The primary outcome measure, the change in the parent scores on the ECBI total problem score from pre- to post-intervention will be calculated for each individual and will be compared between randomised groups using ANOVA with randomised group and strata as fixed factors. Additional sensitivity analyses will be undertaken using an ANCOVA model and including the baseline level of the change score as a covariate.

The metric secondary outcome measures that assess change from pre- to post-intervention in SCS, and child behaviour, parenting practices, parent relationships and parental wellbeing as measured by the FQ, will also be compared between randomised groups using ANCOVA models with baseline levels as covariates and randomised group and strata as fixed factors.

The categorical outcomes at post-treatment including the percentage of parent scores on the ECBI and the SCS that are in the normal range at post-treatment and the percentage of participants with at least 80% engagement in IYP will be compared between randomised groups using χ2 tests.

As outlined above, the stratification factors will be included as factors in the ANCOVA models analysing the primary and secondary continuous outcomes and, depending on sample size, may also be included in a Mantel-Haenszel χ2 analysis of the post-treatment categorical outcomes.

The maintenance of post-treatment results for the primary and secondary outcomes at six months post-intervention will be compared between randomised groups using ANOVA. This analysis will explore change in the metric measures from immediately post-treatment to six months between the two randomised groups.

Additional exploratory analyses including correlation coefficients and further ANCOVA and logistic regression models may be used to identify the characteristics of subsets of participants who respond particularly well or poorly to the addition of HPS to IYP.

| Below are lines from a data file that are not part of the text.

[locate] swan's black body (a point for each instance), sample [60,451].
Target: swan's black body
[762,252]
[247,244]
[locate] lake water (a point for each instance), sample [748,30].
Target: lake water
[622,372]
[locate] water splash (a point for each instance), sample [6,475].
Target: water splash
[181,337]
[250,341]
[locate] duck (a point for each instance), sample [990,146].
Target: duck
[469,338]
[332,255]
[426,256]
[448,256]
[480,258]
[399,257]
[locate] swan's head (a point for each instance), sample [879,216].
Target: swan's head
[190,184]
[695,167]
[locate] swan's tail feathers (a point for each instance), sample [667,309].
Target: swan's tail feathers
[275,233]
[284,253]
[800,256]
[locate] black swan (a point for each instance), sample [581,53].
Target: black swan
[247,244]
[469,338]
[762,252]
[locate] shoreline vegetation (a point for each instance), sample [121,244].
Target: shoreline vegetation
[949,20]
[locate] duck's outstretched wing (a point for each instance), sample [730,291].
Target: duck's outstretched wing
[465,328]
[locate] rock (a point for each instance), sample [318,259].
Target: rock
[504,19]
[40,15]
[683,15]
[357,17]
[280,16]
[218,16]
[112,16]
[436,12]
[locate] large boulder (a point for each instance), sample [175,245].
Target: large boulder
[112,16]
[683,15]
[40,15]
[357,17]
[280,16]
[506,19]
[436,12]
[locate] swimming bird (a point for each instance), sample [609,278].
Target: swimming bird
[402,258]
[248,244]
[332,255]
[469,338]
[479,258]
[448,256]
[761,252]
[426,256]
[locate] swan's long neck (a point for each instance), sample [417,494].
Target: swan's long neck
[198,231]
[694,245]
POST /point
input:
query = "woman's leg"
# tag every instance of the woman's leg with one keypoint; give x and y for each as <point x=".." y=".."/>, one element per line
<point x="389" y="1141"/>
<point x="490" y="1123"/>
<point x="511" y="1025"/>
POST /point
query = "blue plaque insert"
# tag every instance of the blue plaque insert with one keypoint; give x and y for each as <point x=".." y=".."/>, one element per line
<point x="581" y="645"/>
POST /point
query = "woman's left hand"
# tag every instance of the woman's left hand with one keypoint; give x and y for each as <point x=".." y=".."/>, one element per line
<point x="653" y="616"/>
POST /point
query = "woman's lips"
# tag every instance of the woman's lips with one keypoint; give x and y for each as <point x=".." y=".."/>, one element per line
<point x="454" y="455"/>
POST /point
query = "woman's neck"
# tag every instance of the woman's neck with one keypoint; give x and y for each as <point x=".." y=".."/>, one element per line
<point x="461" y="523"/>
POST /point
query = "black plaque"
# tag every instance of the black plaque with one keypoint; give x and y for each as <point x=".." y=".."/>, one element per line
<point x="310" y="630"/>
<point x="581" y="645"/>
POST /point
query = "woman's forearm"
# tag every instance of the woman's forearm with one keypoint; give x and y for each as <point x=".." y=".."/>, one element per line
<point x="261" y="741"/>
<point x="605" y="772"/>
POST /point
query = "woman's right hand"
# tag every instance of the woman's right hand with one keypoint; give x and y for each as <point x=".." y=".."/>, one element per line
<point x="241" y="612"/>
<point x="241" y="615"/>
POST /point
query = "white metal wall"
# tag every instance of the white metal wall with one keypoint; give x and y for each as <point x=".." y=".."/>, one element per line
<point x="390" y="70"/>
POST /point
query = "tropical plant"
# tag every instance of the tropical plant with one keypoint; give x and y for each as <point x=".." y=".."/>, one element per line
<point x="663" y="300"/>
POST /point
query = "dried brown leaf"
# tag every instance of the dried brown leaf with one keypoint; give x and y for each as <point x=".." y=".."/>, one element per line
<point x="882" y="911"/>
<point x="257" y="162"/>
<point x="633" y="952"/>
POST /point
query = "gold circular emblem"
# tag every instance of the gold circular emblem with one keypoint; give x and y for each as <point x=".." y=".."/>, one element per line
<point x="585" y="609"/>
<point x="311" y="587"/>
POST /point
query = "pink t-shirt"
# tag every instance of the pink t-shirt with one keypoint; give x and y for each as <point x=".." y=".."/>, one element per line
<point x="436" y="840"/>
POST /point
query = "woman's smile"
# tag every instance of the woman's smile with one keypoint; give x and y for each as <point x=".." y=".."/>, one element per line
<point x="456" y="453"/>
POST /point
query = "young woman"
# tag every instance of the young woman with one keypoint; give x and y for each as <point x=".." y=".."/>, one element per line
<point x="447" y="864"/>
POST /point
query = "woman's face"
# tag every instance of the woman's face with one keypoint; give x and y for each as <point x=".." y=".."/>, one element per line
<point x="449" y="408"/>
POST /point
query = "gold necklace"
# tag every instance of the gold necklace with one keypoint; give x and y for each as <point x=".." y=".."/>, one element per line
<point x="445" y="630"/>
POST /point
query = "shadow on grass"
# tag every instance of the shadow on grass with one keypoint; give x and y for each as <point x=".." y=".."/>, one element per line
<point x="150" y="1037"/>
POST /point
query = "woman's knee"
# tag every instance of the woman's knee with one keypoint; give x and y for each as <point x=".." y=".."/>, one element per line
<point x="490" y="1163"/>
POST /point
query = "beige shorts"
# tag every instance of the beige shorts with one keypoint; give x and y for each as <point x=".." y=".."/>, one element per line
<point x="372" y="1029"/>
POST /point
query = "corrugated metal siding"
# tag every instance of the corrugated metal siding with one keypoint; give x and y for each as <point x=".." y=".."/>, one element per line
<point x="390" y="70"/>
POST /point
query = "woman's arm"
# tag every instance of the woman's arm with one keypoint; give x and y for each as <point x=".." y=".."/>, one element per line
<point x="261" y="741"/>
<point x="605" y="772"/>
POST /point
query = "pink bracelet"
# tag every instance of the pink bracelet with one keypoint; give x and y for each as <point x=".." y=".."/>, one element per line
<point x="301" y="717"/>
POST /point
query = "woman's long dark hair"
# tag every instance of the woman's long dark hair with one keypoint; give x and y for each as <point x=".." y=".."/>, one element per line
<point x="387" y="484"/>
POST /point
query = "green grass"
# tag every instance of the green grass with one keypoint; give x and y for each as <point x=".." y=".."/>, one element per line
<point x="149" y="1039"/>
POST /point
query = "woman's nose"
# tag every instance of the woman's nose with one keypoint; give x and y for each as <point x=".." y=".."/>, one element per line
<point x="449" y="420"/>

A two tailed α = 0.05 will be used for all statistical testing of the results of the above analyses and results will be summarised using 95% confidence intervals of the differences between randomised groups. Should any of the above metric outcome measures not meet requisite assumptions for parametric analyses after transformation, non-parametric tests, including the Mann-Whitney U-test, will be used for analyses.

All participants’ data will be included in the intention-to-treat analysis. Considerable efforts will be made to obtain post-treatment and follow-up data from all randomised participants even if they do not complete the treatments. Missing data will in the first instance be managed with a ‘last observation carried forward’ approach with additional sensitivity analyses undertaken using multiple imputation methods. The extent of compliance, including information on those who do not complete either HPS or IYP, will be captured and summarised. A per-protocol analysis, including only those who complete the treatments without protocol violations and have all relevant assessments at each time, will also be undertaken to identify whether compliance factors affect outcomes.

Qualitative analysis

A small number of qualitative questions are included in the questionnaires to assess participants’ unique perspective and experience of the intervention. At baseline, open questions include reasons for referral to IYP and asking parents about their expectation of the intervention. Post-treatment questions explore the parents experience of the intervention they received (HPS or IYP alone) and what, if any, benefits they have gained. Follow-up questions focus on changes in child behaviour and parent–child relationships. Questions also focus on the parents’ experience of being part of the trial and any suggested improvements.

Responses will be coded using a general inductive approach described by Thomas [46]. All responses will be read systematically to identify meaningful units. These will be coded and then categorised into emerging themes. Any links or relationships between the themes will be established. The frequent, dominant, or significant themes will be identified, and will inform research findings. Participants’ responses to open ended questions are expected to give insight into the impact of child behaviour on the family, their expectations and hope for change, and their experience of the intervention, including unplanned or unanticipated effects. An independent coder will code 30% of transcripts to ensure reliability of coding. Any discrepancy in themes will be resolved by agreement between the two coders (Additional file 1).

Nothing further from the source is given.